The market has been bullish on NBFC stocks like Capital First for a while now, as they stand to gain maximum from the void left by banks in extending credit.
Nowhere else is this most felt than in the SME sector, and that is why Capital First has been on a bull run, up by almost 6 times within the last 5 years.
The lender has recently completed two NCD issues for augmenting its funds, with the latter being of Rs. 55 crore, signalling improved traction in the lending business.
Formerly named Future Capital Holdings when it belonged to the Future Group stable, control was taken over by a team led by V Vaidyanathan who was a top performer in ICICI Bank.

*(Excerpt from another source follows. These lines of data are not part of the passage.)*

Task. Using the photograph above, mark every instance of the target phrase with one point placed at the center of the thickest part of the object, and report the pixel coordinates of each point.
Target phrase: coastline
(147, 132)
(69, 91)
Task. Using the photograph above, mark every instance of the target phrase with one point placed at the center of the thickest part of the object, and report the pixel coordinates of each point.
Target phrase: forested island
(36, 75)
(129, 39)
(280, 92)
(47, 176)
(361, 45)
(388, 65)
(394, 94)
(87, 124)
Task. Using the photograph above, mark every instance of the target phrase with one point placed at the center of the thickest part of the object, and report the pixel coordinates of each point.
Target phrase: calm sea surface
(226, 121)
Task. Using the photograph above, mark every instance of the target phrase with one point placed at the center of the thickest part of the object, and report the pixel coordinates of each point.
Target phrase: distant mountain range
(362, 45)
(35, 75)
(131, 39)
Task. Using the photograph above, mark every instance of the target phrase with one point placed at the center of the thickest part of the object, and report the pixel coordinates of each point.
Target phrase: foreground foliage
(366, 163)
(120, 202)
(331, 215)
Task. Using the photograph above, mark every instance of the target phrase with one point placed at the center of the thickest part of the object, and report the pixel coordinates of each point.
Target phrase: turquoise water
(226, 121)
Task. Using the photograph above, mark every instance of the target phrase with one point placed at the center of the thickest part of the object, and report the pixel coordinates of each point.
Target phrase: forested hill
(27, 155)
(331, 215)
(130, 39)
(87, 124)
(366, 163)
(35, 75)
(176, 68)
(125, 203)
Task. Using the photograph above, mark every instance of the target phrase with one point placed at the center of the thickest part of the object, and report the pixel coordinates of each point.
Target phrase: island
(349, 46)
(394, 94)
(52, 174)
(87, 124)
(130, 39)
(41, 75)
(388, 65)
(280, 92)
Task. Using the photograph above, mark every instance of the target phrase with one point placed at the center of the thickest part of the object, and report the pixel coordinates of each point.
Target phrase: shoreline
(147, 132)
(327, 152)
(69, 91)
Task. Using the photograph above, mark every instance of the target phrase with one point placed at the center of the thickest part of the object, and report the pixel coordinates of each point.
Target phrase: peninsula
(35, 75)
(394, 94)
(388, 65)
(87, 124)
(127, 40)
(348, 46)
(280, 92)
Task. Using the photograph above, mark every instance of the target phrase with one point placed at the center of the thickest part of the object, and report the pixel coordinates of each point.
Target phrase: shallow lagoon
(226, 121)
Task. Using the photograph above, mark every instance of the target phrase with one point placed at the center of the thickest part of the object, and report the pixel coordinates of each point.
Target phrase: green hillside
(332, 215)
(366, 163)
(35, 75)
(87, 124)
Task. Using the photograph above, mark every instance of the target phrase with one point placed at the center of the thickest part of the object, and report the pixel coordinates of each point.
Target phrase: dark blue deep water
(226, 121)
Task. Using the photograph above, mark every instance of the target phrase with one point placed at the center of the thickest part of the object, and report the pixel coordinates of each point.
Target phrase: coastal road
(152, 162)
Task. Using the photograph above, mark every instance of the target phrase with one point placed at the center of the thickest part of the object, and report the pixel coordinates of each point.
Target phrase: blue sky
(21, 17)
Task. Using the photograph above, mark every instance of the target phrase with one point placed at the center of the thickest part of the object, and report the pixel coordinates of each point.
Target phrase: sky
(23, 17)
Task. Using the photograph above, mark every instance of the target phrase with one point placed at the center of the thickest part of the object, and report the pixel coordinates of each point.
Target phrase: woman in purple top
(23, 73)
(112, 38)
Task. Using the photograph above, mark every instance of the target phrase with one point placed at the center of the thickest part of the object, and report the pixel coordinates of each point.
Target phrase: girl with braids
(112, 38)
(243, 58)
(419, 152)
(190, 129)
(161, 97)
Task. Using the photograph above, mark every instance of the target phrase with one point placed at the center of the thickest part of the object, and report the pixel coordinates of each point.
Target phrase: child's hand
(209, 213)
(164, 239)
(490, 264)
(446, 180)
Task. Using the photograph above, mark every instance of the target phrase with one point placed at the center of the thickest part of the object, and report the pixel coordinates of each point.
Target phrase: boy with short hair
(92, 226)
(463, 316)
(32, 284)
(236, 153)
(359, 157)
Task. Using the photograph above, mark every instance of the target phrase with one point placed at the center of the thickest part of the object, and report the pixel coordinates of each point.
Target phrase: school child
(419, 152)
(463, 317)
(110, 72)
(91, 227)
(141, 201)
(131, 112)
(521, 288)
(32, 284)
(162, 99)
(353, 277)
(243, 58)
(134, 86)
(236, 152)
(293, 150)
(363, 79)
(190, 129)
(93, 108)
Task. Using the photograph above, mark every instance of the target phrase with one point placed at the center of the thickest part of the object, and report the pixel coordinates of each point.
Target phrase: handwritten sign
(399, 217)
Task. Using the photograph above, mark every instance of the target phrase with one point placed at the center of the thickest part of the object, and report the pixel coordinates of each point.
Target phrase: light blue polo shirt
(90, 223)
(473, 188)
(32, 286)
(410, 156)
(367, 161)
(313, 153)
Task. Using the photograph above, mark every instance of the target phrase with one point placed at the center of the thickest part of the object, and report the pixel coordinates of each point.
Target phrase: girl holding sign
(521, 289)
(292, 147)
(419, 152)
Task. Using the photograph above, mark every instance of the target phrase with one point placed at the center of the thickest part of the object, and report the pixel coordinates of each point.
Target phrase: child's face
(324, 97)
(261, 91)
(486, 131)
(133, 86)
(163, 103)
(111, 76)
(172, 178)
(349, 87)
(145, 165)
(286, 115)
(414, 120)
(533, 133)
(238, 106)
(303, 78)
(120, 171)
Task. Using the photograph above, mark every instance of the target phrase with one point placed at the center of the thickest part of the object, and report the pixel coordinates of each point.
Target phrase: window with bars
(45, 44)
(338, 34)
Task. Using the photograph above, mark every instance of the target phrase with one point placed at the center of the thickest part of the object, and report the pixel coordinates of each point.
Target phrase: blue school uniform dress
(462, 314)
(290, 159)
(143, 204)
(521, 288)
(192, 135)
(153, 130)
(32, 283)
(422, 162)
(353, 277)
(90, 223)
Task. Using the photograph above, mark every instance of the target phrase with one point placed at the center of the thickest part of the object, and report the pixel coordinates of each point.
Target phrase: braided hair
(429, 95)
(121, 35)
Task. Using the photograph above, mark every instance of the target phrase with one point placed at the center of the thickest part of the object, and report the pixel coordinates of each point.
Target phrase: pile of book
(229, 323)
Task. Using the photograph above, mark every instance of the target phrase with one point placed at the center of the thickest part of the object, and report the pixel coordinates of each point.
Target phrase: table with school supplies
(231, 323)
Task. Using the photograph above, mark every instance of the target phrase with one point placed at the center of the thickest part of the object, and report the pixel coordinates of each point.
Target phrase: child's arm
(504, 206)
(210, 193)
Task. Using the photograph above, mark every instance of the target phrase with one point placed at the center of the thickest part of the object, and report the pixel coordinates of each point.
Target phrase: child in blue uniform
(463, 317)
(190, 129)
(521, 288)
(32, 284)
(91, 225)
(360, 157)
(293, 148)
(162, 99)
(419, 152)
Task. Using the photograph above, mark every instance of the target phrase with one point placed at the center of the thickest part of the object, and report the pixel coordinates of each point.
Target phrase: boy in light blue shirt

Capital First is backed by Warburg Pincus, one of the world’s largest PE firms, which is also its largest shareholder.
Once a wholesale credit player, Capital First has effectively transformed to a retail player during this period, with major operations in SME financing, two-wheeler loans, and consumer durables financing.
The new generation NBFC is noted for its urban focus, as well as its tech-driven loan appraisals that have won recognition in the market.
It uses detailed algorithms to assess a loan applicant’s repayment capabilities and attitudes, when regular credit scores are not available, and is therefore enabled to deliver rapid Turnaround Times (TAT).
Called Algorithmic Lending, Capital First is one of the few companies experimenting with this faster mode of lending that takes into account many non-financial attributes of prospects to determine their credit-worthiness and safety profile.
FY’16 earnings were up by over 45%, and it also scores high in Asset Quality.
Its Return on Equity is lower than some of its high-flying peers, but it has been steadily improving its RoE, and is expected to improve it to attractive levels in the coming few years, thereby warranting a positive re-rating for the stock.
Capital First is expected to announce its Q1 result date shortly.